Moto esplorativo = cercare a casaccio (nel senso che non lo possiamo sapere prima) una forma di
soddisfacimento del bisogno.
Supponiamo che nel nostro movimento in cui cerchiamo qualcosa che ci sottragga ai bisogni abbiamo
successo (es. troviamo fonte di cibo); la volta successiva che proviamo lo stesso bisogno facciamo la stessa
cosa (es. il bambino impara che l’oggetto sferico, seno della madre, è fonte di cibo => la volta successiva il
bambino prenderà a modello del proprio comportamento futuro il comportamento efficace precedente che
accorcia il suo movimento esplorativo).
Mormino: prima dell’imitazione c’è l’autoimizione (primo momento in cui impariamo a copiare un
modello). Ora ci chiediamo come dall’imitazione di sé si arriva a quella degli altri.

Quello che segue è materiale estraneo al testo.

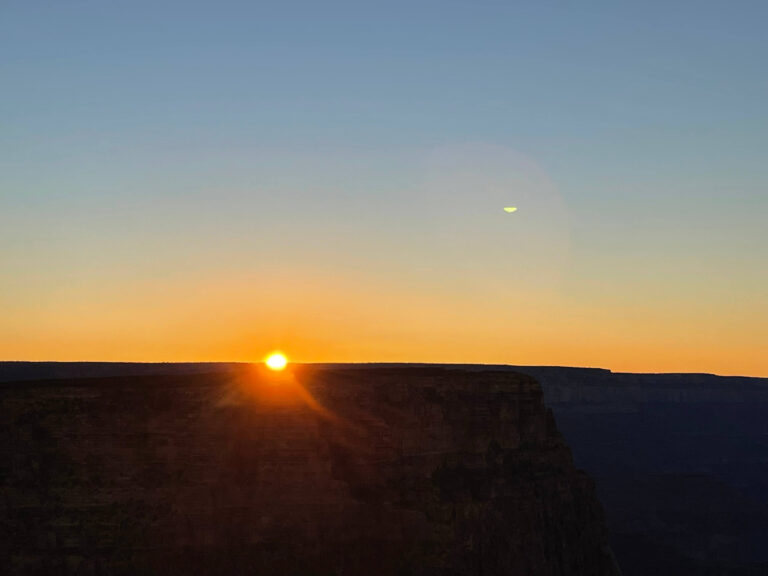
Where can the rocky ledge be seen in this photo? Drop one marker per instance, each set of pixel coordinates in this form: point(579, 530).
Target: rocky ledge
point(311, 471)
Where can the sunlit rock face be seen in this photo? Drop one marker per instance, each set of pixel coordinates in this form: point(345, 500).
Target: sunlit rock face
point(320, 471)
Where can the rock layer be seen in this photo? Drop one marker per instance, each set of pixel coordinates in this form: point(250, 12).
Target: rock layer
point(315, 471)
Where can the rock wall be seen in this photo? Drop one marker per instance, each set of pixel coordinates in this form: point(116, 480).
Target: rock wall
point(316, 471)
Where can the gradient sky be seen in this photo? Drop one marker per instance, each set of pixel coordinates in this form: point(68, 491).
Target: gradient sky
point(209, 181)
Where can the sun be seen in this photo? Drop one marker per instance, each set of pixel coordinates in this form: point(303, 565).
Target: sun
point(276, 361)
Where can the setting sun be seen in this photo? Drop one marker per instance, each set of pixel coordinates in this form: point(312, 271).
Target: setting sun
point(276, 361)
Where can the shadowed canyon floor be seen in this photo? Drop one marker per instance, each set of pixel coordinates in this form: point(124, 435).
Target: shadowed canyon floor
point(313, 471)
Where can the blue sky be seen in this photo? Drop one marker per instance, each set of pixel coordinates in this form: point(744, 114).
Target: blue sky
point(134, 131)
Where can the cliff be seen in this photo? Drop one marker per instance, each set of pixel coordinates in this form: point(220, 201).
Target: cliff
point(320, 471)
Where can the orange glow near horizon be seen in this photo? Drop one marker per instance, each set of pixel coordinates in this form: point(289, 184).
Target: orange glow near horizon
point(276, 361)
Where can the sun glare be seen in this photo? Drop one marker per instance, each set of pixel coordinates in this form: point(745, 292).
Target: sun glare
point(276, 361)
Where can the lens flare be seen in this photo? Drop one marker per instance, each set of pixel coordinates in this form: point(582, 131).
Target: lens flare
point(276, 361)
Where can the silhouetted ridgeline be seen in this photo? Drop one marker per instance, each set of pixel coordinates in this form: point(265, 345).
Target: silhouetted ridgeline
point(680, 462)
point(323, 471)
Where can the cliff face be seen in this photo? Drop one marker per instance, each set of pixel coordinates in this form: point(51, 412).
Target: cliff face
point(680, 462)
point(382, 471)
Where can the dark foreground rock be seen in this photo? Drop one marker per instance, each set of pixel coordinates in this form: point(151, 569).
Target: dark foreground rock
point(322, 471)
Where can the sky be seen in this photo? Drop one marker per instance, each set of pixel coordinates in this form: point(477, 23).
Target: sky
point(188, 181)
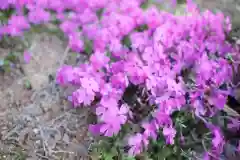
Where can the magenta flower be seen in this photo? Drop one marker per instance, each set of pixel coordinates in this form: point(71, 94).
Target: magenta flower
point(169, 134)
point(81, 96)
point(136, 143)
point(27, 56)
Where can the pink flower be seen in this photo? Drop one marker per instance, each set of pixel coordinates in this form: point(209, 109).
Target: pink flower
point(150, 130)
point(81, 96)
point(89, 84)
point(136, 143)
point(27, 56)
point(38, 16)
point(169, 133)
point(99, 60)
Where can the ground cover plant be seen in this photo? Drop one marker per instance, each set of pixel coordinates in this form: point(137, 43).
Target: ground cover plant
point(157, 82)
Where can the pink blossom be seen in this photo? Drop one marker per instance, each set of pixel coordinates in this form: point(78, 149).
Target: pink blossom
point(27, 57)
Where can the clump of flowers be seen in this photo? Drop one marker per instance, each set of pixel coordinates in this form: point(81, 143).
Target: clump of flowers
point(178, 63)
point(171, 63)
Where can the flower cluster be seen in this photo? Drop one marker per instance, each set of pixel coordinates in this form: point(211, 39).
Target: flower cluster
point(180, 62)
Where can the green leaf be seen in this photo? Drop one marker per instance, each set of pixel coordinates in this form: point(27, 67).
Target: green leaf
point(164, 153)
point(108, 156)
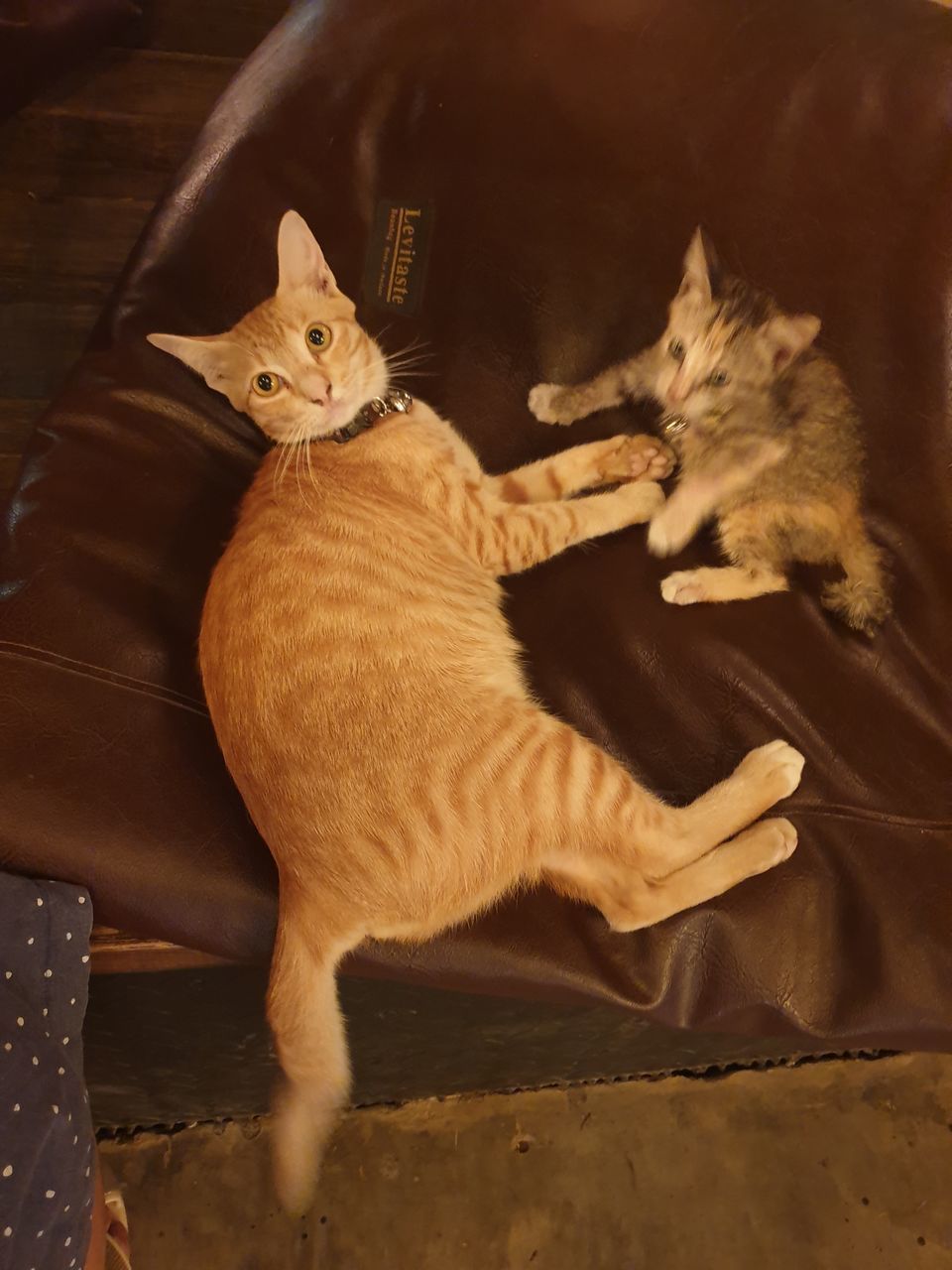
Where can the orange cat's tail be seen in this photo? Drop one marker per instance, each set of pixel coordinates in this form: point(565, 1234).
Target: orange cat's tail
point(862, 597)
point(311, 1044)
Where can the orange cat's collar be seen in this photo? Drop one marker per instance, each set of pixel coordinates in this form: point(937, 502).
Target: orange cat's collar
point(376, 409)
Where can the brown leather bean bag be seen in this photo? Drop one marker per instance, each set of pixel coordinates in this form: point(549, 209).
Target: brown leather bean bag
point(41, 40)
point(562, 153)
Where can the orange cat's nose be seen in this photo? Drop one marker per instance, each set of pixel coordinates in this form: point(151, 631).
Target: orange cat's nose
point(316, 389)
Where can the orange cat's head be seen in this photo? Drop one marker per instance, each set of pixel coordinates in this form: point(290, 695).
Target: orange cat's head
point(298, 363)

Così il processo dell’imitazione è stato spiegato attraverso un modello più semplice, cioè quello
dell’autoimitazione.
LEZIONE 25
Spinoza nel terzo libro dell’”Etica” utilizza il concetto di imitazione degli affetti: noi siamo portati
necessariamente a copiare gli affetti di qualcuno che sia simile a noi e per cui non nutriamo alcun affetto.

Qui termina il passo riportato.